Venture capital (VC) companies draw on private equity funds to invest in new businesses with high growth potential, eg technology start-ups. In exchange, they take part of the business’ ownership, making a profit when they sell their stake and exit the company. VC’s typically invest in businesses with:
- a minimum investment need of around £2 million, though smaller regional VC organisations may invest from £50,000
- an ambitious but realistic business plan
- a product or service that offers a unique selling point or other competitive advantage
- a large earning potential and a high return on investment within a specific timeframe, eg five years
- sound management expertise – although VCs tend not to get involved in the day-to-day running of the business, they often help with a business’ strategy
Business angel investments are another form of PE investment, where wealthy individuals use their own money to invest in small companies with growth prospects. For more information, see our guide on business angels business angels.
Types of PE funds
Many PE funds specialise in a geographical area or industrial sector, while a few serve general investment purposes.
There are four main types of PE funds:
- Independent funds – the most common form of PE fund. Their capital is supplied by third parties, with no one party holding a majority stake.
- Captive funds – have one major shareholder, contributing most of the capital. A captive fund can be a subsidiary of a bank or an insurance company, or an industrial company looking to invest in its own sector.
- Semi-captive funds – have a majority shareholder, but also significant minority shareholders. They can be subsidiaries of financial institutions or run as separate companies.
- Public sector funds are made up of capital supplied partly or completely by the public sector.
PE funds have either a limited lifespan – usually ten years – or an unlimited lifespan, where the managers can continue to operate as long as they have capital to invest.
Is private equity right for your business?
Most companies seeking venture capital (VC) private equity (PE) investment are start-ups, or new businesses offering investors a potentially high return.

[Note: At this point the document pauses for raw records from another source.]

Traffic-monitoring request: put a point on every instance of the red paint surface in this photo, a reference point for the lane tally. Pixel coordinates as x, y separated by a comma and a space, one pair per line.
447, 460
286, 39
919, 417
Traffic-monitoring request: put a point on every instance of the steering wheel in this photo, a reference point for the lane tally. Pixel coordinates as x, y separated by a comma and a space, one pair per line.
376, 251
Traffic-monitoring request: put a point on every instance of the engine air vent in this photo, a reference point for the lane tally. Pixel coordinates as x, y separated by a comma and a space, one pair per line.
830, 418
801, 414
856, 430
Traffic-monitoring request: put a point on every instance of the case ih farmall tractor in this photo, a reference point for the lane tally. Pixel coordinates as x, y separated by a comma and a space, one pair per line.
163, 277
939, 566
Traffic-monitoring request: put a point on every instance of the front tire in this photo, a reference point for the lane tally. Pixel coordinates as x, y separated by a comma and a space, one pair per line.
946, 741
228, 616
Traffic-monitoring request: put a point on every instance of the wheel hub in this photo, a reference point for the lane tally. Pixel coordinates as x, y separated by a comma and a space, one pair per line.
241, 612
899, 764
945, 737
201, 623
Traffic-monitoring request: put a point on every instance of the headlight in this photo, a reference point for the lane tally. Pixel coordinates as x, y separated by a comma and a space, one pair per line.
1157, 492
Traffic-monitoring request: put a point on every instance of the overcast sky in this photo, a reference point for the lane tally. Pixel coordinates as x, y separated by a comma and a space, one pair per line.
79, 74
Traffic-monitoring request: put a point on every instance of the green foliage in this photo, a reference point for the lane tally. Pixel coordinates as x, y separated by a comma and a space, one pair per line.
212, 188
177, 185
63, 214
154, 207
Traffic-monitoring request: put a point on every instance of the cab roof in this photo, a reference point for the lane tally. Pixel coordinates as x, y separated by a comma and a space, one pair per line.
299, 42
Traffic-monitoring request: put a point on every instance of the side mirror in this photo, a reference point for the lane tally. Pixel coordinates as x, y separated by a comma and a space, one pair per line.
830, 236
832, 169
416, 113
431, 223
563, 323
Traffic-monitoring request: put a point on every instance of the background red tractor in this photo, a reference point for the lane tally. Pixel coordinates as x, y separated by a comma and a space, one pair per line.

Common uses of PE funding include:
- launching a new product
- exporting goods or services to new markets
- recruiting senior employees
- selling part or all of a business
- taking over another business
How entrepreneurs can attract private equity investment
Most entrepreneurs will need some form of private equity investment to launch their businesses. To attract interest from PE funds, you must be prepared to:
- make sure the business is well organised
- assemble a talented and loyal team
- give up part of your business to investors
- have ambitious growth plans
- share important decisions with major shareholders
- prove your business has a competitive advantage over your rivals
- agree an effective exit strategy for investors
Find the right kind of private equity funding
There are various forms of PE funding for different phases of a company’s development, eg:
- Seed financing – funding while you research and develop a project or concept until you are ready to launch a company. This form of PE is mainly provided by business angels – for more information, see our guide on business angels.
- Start-up financing – to help you develop a product and begin marketing it. This sort of funding is often based on your business plan and VC investors may often join your company to help bring the product to market.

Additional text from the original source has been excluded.